In Pacific street—named after the ocean that rolls her floods to the very doors of the Californian traders—there are several houses in which congregate the lower class of ruffians and pleasure-seekers, where the tamborene and fiddle are seldom allowed to rest, where the merry dance is kept up the live-long night by men of all nations, all complexions, and all professions. Here may be seen the Lascar, the Mulatto, the Chilean, the Brazilian negro, the Nantucket whaleman, the escaped convict from Botany Bay, the red-faced Englishman, the native of the soil, the Mexican; and every other class and nation is here represented. Men of standing, wealthy people here flock promiscuously with the lowest classes of all countries.

It was in one of these dance halls, where the usual throng was engaged in beating the floor with their feet to the tune of the most simple instruments of music. Now a tall smooth fellow of jet blackness asked a light-haired Yankee to touch glasses with him, while a little infirm man in a blue nankeen jacket, who had once been the mate of a ship, could find nothing better than to explain to a Chinese sailor, in one corner, the way in which a Turk’s head-knot was made upon a rope. But for the most part, boisterous mirth prevailed, some danced as if they had been bitten by a tarantula, while others roared out snatches from such songs as ears polite are not often saluted with.
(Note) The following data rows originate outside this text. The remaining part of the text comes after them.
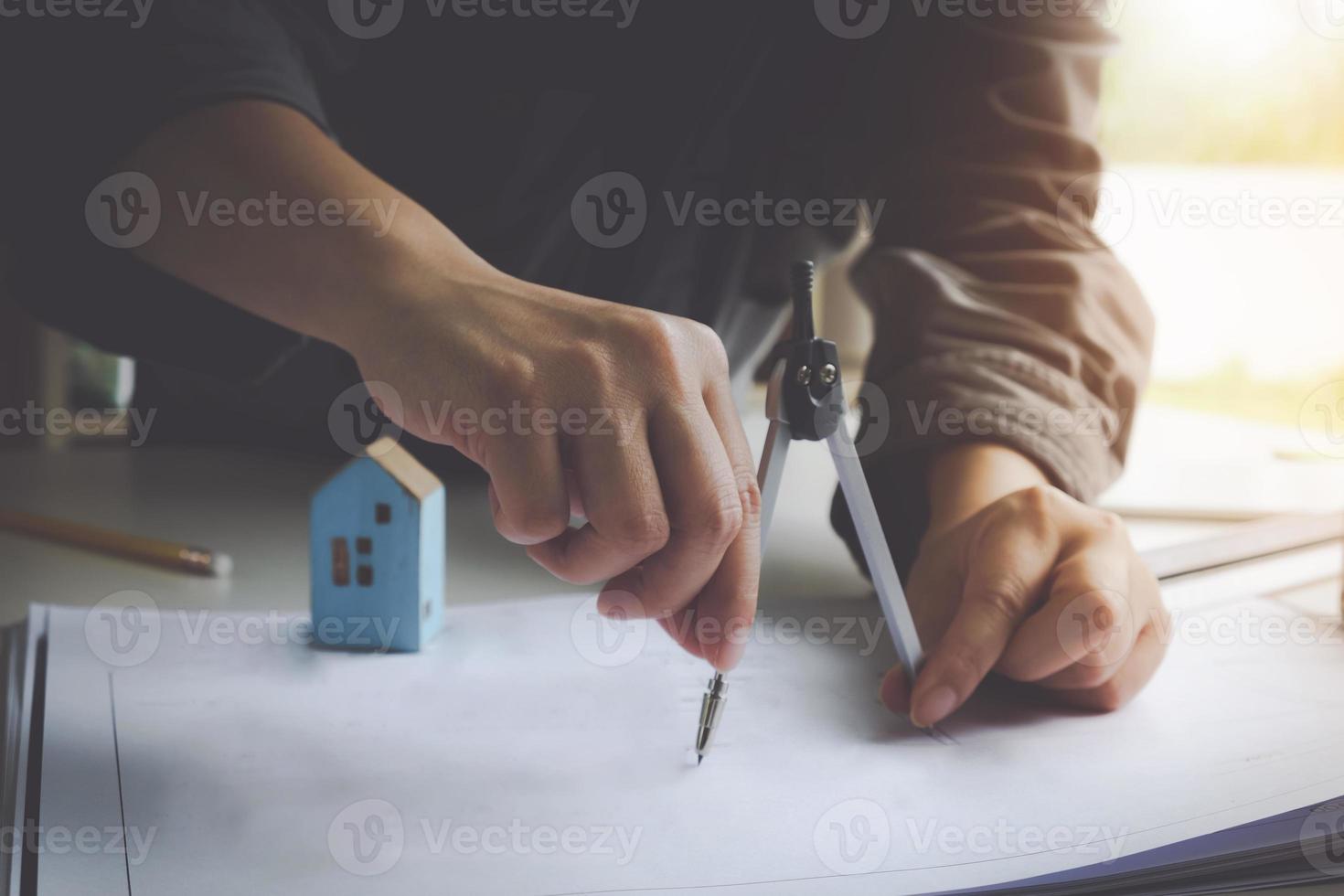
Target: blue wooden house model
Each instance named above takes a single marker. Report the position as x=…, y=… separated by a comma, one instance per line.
x=377, y=547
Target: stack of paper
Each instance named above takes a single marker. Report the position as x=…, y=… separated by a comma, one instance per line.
x=539, y=750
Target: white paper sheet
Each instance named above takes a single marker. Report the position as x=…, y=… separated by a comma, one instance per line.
x=522, y=753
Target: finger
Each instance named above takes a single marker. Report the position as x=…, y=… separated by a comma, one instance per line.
x=728, y=604
x=705, y=511
x=1129, y=680
x=894, y=690
x=1007, y=570
x=1087, y=620
x=528, y=497
x=620, y=493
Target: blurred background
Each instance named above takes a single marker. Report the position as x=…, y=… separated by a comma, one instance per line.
x=1224, y=195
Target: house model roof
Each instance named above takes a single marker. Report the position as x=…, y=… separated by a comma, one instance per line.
x=403, y=468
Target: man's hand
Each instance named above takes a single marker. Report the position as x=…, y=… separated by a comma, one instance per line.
x=571, y=403
x=618, y=414
x=1019, y=579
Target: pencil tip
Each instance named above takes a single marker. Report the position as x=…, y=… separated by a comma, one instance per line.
x=222, y=566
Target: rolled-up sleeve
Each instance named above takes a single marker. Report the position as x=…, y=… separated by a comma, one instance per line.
x=998, y=314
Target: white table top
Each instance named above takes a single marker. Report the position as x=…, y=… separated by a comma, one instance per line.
x=256, y=508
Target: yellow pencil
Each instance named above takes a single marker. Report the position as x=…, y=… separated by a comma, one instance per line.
x=132, y=547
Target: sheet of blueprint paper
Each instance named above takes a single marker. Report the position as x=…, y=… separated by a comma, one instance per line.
x=535, y=749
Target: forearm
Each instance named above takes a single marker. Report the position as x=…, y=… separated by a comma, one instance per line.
x=966, y=478
x=326, y=278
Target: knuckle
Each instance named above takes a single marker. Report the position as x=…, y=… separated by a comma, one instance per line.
x=657, y=340
x=1003, y=598
x=1038, y=501
x=722, y=517
x=749, y=493
x=588, y=360
x=646, y=532
x=709, y=346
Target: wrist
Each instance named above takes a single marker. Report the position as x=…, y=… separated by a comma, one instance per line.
x=421, y=272
x=966, y=478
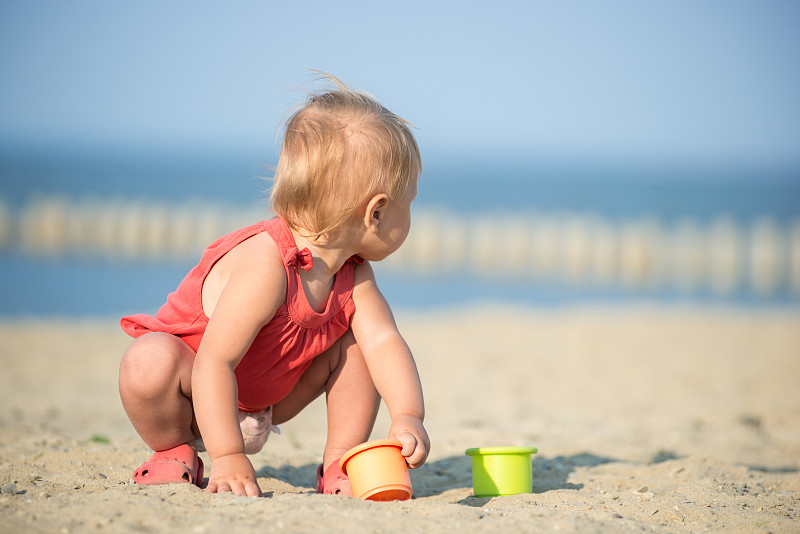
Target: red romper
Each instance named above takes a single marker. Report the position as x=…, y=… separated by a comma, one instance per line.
x=285, y=347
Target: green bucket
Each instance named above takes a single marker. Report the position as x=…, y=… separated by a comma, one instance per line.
x=501, y=470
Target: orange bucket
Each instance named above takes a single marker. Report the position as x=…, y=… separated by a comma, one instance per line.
x=377, y=471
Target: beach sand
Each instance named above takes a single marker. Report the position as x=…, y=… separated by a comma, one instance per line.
x=646, y=419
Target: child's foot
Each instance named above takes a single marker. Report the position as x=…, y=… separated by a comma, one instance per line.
x=333, y=481
x=179, y=465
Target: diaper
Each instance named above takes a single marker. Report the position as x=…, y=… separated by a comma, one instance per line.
x=256, y=428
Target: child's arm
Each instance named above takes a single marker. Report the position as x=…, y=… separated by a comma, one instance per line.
x=391, y=366
x=251, y=295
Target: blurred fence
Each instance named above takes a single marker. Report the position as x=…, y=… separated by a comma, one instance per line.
x=723, y=255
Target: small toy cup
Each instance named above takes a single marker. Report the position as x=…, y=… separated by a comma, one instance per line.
x=501, y=470
x=377, y=471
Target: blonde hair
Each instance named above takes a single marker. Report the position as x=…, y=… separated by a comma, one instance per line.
x=339, y=149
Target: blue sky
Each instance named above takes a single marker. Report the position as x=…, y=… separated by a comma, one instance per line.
x=712, y=80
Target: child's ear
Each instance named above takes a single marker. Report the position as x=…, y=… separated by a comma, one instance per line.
x=375, y=210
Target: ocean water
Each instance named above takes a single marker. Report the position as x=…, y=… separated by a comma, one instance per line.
x=467, y=185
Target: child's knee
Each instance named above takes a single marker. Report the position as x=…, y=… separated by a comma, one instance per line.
x=151, y=363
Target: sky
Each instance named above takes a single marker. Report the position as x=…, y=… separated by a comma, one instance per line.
x=716, y=80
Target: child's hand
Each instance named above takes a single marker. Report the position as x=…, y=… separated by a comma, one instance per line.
x=409, y=430
x=235, y=473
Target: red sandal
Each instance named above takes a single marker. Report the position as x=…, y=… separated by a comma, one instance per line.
x=333, y=481
x=179, y=465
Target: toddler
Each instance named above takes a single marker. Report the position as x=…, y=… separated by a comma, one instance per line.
x=279, y=312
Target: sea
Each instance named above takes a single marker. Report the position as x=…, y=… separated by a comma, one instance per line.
x=467, y=184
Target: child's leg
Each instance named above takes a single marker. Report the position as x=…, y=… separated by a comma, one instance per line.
x=352, y=400
x=155, y=388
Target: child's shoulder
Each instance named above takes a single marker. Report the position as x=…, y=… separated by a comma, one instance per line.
x=260, y=250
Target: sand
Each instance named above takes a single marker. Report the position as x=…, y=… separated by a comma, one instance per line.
x=646, y=419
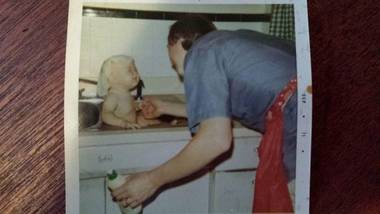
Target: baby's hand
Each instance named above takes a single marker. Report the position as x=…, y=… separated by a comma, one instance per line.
x=130, y=125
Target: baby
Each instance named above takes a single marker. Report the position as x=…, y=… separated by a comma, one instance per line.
x=118, y=76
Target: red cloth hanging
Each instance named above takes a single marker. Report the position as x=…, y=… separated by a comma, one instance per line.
x=271, y=189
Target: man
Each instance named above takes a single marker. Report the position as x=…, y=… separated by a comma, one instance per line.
x=227, y=75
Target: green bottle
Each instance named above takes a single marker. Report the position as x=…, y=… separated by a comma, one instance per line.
x=114, y=180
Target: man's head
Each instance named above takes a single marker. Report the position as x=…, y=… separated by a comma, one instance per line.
x=182, y=35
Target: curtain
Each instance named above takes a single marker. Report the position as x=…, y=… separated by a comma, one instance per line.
x=282, y=21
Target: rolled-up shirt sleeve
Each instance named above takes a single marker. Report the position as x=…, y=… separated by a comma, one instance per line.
x=206, y=87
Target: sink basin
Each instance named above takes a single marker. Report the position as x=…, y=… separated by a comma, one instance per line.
x=89, y=113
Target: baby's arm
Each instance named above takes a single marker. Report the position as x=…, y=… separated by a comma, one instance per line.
x=108, y=116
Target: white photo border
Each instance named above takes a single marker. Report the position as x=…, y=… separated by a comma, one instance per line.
x=304, y=121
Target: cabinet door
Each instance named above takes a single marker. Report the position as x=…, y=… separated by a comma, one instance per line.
x=92, y=199
x=233, y=192
x=192, y=197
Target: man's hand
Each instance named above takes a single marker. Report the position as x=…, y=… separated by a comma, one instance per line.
x=151, y=107
x=137, y=188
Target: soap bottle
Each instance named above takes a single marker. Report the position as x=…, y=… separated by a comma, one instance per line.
x=114, y=180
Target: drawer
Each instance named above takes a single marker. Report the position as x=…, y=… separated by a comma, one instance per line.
x=96, y=161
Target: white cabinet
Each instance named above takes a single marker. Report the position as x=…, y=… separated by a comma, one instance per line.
x=192, y=197
x=92, y=196
x=227, y=189
x=233, y=192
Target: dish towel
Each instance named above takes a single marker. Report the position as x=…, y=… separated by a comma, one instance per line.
x=271, y=190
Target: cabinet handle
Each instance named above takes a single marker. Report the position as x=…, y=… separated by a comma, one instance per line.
x=105, y=158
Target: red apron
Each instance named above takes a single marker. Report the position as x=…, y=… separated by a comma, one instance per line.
x=271, y=189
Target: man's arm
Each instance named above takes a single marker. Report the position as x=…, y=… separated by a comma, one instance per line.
x=213, y=139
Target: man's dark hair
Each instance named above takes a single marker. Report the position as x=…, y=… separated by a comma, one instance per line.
x=190, y=27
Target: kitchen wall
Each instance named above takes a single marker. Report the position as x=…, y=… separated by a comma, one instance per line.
x=145, y=40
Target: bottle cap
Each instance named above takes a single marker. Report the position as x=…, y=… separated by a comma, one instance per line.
x=112, y=175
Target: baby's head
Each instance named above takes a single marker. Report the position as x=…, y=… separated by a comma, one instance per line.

Whatever was done was thoroughly done, done with a vengeance, without restraint and without fear of disturbing the neighbors.

On the night which we have mentioned, the noise and confusion was unusually great, the throng was more numerous than common from the fact that one watch was on shore from a whaleship in the harbor, and they had all blundered into this hall to drink and be merry.

‘Keep it up!’ cried one long-legged, broad-shouldered fellow, throwing up one of his feet to the very wall and then dancing with a violence that threatened to bring down the roof about his ears.

‘He’s a boatsteerer,’ said one of the ship boys—‘he’s great at striking a whale,’ and he gazed with admiration on this specimen of Nantucket enterprise.

‘Keep it up!’ shouted the boatsteerer making his long legs fly about the room as if he was under the influence of a galvanic battery.

‘Keep it up!’ screamed he again, as he caught a short Englishman by the arm and tried to inspire him with a portion of his own enthusiasm.

‘Yes, yes,’ said the Englishman, biting off the end of a tobacco plug, and walking off to the other side of the room to get out of the wind of those formidable legs.